In the early nineteenth century, American courts borrowed the English rule. The legal rationale embodied in the rule was consistent with the nature of the predominant master-servant employment relationship at the time because it reflected the master's duty to make provision for the general well-being of his servants. Id. at 334 and n. 22. In addition, the master was under a duty to employ the servant for a term, either a specified or implied time of service, and could not terminate him strictly at will. Hermann & Sor, Property Rights in One's Job: The Case for Limiting Employment-at-Will, 24 Ariz.L.Rev. 763, 770 (1982). The late nineteenth century, however, brought the Industrial Revolution; with it came the decline of the master-servant relationship and the rise of the more impersonal employer-employee relationship. In apparent response to the economic changes sweeping the country, American courts abandoned the English rule and adopted the employment-at-will doctrine. Murg & Scharman, supra, at 334. This new doctrine gave the employer freedom to terminate an at-will employee for any reason, good or bad.
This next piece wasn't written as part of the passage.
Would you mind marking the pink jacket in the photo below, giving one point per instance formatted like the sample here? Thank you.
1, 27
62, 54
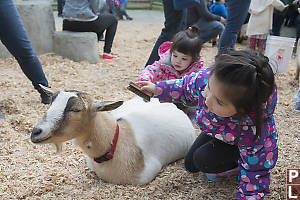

The at-will rule has been traced to an 1877 treatise by H.G. Wood, in which he wrote:

With us the rule is inflexible, that a general or indefinite hiring is prima facie a hiring at will, and if the servant seeks to make it out a yearly hiring, the burden is upon him to establish it by proof.... [I]t is an indefinite hiring and is determinable at the will of either party....

H.G. Wood, Law of Master and Servant § 134 at 273 (1877). As commentators and courts later would point out, none of the four cases cited by Wood actually supported the rule. See Toussaint v. Blue Cross & Blue Shield, 408 Mich. 579, 602 & nn. 13-14, 292 N.W.2d 880, 886-87 & nn. 13-14 (1980); Note, Implied Contract Rights to Job Security, 26 Stan.L.Rev. 335, 341-42 n. 54 (1974). Wood's rule also ran directly counter to another American treatise that stated the one-year presumption as the rule that some courts continued to follow. Note, Protecting At Will Employees Against Wrongful Discharge: The Duty to Terminate Only in Good Faith, 93 Harv.L.Rev. 1816, 1825 n. 51 (1980) (citing C. Smith, Law of Master and Servant 53-57 (1852)).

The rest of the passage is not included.